過去, 即便是最忙碌、最疲憊的時候,精靈的自愈天賦也讓洛森遠離感冒發燒這種虛弱的小事——即便他成為殘耳,抵抗力比妹妹減弱了許多, 失去了夜視能力,失去了能夠扛過森林寒冬的體質,失去了……
即便他失去了許多許多,也絕不會被恥辱的病痛擊敗。
是的,的確,他是校醫室的常客,丹拿校醫最恨鐵不成鋼的差勁病人——但洛森幾乎每次進校醫室都是出於殘缺右耳不定時的發作,他拒絕因為區區感冒、頭疼、高熱進入校醫室。
對奸商而言, “生病休息”太浪費時間了。
當然, 他自認把自己照顧得也不錯,該吃吃該喝喝, 無時無刻不在鍛煉、提高免疫力——沒誰比洛森更清楚病痛是個多燒錢的可怕東西。

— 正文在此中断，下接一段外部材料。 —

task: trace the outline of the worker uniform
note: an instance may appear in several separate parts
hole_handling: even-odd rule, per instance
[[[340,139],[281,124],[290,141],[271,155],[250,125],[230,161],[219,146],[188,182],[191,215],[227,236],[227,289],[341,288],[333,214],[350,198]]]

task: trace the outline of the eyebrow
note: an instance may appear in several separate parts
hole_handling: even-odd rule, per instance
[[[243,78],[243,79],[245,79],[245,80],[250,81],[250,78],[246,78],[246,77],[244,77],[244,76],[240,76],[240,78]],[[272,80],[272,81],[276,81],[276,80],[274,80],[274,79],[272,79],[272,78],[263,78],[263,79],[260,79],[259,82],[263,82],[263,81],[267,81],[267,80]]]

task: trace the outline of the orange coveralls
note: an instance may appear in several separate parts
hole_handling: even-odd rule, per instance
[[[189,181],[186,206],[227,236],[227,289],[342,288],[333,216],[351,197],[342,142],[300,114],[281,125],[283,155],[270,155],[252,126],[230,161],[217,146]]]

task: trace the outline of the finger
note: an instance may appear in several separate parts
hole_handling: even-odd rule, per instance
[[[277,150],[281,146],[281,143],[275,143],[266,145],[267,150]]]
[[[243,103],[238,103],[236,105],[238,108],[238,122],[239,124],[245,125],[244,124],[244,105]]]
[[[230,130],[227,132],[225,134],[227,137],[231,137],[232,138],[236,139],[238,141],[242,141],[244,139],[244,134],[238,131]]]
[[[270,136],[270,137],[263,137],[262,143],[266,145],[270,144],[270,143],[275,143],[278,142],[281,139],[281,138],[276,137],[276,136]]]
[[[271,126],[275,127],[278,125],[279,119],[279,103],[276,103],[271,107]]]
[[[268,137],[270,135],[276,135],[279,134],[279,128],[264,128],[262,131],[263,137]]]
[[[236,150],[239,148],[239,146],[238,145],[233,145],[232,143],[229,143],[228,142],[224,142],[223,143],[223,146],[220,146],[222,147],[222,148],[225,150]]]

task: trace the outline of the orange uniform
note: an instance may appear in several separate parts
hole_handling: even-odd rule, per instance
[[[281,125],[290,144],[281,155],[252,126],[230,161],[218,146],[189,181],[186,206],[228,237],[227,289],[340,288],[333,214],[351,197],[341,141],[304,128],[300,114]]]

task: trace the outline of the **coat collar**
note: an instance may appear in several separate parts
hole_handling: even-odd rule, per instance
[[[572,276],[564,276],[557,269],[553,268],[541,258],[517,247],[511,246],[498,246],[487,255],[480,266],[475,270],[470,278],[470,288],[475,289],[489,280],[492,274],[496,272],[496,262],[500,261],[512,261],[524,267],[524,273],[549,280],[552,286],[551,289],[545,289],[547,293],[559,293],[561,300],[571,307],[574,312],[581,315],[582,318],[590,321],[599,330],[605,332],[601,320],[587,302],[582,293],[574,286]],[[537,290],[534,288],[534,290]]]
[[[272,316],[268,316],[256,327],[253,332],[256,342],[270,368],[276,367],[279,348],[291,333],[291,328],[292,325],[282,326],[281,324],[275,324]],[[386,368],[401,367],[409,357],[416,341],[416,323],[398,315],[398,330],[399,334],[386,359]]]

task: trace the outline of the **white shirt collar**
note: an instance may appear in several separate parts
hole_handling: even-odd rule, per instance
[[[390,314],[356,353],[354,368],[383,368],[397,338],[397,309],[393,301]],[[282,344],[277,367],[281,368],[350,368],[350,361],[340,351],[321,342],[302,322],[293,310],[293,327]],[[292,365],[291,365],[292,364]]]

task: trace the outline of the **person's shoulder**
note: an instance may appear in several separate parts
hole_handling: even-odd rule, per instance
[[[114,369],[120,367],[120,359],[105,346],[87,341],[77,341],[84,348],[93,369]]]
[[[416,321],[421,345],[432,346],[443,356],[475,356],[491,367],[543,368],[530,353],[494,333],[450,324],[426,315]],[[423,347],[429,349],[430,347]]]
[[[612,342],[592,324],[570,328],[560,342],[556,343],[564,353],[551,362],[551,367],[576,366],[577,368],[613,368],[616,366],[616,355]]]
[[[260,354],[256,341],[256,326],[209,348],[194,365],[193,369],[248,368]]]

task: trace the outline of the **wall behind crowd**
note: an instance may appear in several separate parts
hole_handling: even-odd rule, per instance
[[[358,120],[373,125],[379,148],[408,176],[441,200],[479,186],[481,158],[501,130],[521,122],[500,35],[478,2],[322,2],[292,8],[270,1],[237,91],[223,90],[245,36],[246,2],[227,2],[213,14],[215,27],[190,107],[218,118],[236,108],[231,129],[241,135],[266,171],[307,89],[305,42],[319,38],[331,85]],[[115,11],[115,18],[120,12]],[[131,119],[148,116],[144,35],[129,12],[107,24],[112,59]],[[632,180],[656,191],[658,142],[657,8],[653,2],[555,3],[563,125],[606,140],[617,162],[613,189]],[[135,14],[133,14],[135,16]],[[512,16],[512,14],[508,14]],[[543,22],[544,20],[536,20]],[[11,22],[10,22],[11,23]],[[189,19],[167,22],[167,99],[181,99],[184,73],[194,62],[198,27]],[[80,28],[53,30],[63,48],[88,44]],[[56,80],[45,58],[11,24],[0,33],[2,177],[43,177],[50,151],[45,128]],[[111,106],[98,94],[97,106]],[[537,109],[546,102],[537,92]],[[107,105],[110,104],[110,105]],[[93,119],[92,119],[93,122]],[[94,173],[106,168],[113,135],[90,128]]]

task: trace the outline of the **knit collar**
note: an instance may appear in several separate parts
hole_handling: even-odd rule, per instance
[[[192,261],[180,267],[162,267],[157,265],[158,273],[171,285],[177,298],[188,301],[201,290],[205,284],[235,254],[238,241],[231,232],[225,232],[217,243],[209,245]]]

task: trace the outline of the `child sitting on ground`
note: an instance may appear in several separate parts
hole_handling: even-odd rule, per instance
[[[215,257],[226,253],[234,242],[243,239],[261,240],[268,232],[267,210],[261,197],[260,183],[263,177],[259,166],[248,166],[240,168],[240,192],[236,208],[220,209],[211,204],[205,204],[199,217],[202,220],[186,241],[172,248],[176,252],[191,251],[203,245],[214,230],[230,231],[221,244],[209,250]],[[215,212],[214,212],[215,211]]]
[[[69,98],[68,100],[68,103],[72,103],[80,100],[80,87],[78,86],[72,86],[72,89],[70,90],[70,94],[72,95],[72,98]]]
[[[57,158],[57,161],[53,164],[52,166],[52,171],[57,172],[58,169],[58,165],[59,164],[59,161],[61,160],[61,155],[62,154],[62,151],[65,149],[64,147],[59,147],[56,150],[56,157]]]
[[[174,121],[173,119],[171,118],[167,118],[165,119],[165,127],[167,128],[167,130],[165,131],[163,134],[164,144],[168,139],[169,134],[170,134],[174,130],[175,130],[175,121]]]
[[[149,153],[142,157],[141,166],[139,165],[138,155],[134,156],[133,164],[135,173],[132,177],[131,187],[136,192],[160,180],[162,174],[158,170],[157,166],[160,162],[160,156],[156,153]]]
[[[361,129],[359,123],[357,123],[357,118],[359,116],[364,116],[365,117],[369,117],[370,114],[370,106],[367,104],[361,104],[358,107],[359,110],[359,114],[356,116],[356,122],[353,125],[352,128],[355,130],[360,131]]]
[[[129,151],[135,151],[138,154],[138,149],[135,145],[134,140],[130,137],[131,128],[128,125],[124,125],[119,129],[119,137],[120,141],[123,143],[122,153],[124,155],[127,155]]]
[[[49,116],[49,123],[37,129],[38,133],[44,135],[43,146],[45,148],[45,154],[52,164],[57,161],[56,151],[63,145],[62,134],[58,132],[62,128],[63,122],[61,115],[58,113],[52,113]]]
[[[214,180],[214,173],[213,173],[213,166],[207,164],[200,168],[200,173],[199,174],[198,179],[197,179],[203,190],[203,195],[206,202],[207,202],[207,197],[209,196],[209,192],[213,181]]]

正如安娜貝爾還是學徒時曾腹誹的,“巧克力腦袋總是看上去很好, 似乎熬多少夜搬多少東西都沒問題, 我就沒見過他臉色變差的樣子……真不爽, 他以為他自己是超人嗎”。
隻有這個女孩注意過他進出校醫室的影子,覺得大雪天還能穿著短袖和同學在室外打球的校草是個愚蠢的病秧子。
……所以, 洛森唯一一次的發燒,也是在這個女孩身邊。
即便過去九年, 他都記得。
那個漫長又短暫的假期,他終於追求到初戀、可以借著宿敵名義親吻她的那個夏日。
擊敗德魯拉根的他雙耳失聰,作為精靈的生命前所未有的虛弱——
——為了反擊德裏克的計劃又奔去遙遠的海島懸崖, 忙碌了一通又回去趕朋友們的烤肉邀請, 饑腸轆轆地嗅到地攤炒飯的香味, 卻又覺得價格不劃算忍住了沒吃。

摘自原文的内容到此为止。